Felspire gameplay was – at best – poor. Everything is controlled via the mouse and keyboard (as one would expect of your average MMO game), with the player having the opportunity to take on quests, fight monsters, and spend real money inside an in-game “mall” to acquire more and unique equipment.
However, the game holds one feature that utterly ruins it: autoplay. Normally, this is a harmless feature which can be found in several (if not all) MMO games, allowing a player’s character to move seamlessly from one checkpoint to the next without the player being forced to scour the map for their next location. However, this game has cranked it up to the next level – and buried themselves in the process. Autoplay in Felspire can essentially run the game by itself. If a player is idle for more than a minute or two, it will automatically start, and the player’s character will continue on their quests and communication without them. Even things such as continuing dialogue is done automatically. As a test, I left the game running by itself for five minutes. Upon returning to the screen, I found my character had leveled up immensely on its own – which brings me to my next complaint.

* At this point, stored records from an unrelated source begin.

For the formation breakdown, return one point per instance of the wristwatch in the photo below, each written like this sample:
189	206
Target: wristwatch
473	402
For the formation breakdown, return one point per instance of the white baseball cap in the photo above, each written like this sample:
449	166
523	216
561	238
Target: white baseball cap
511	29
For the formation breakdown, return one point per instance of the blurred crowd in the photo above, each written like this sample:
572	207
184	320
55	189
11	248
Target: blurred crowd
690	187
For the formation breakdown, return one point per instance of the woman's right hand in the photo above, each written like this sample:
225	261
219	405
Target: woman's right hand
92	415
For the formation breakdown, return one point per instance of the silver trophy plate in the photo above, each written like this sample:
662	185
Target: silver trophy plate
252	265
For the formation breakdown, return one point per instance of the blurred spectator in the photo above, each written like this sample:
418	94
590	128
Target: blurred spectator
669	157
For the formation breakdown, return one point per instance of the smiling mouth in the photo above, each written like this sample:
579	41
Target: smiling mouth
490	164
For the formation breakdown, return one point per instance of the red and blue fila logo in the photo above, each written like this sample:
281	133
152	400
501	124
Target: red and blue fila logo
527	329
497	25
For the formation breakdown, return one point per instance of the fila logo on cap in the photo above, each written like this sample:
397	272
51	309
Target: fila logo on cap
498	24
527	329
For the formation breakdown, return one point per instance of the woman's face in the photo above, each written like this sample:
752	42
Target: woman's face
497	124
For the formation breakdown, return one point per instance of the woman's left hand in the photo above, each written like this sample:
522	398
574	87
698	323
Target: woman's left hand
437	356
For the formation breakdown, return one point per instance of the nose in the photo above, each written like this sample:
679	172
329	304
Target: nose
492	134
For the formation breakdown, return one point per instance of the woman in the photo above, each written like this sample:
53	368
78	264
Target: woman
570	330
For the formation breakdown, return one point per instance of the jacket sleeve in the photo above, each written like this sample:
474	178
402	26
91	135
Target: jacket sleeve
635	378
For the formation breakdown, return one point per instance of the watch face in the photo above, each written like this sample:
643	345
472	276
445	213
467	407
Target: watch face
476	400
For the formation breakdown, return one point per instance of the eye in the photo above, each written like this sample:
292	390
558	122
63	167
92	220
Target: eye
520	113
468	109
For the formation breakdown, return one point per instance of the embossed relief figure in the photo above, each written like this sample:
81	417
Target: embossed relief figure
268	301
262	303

The game is too easy. I have played games meant for children that was more difficult than this. There is next to no challenge, and with autoplay, the laziest of gamers can easily become one of the top competitors, without lifting a finger.
To make matters worse, the game has an exceedingly irritating feature in the form of in-game events. While the game allows you to minimize the initial sections advertising these events, there is nothing stopping the game from advertising them across your screen, with no ability to remove them from your site. All you can do is wait for them to disappear on their own, and hope they don’t cover your view for too long.
Felspire Review: Conclusion
All in all, Felspire is most definitely not a game I would even consider recommending to anyone else. In fact, I would rather use it in warning: games that are advertised as “the best” and look to have every aspect of a great game may quickly prove to be one of the worst. Do not waste your time, or your computer space attempting to play this. It is just not worth it.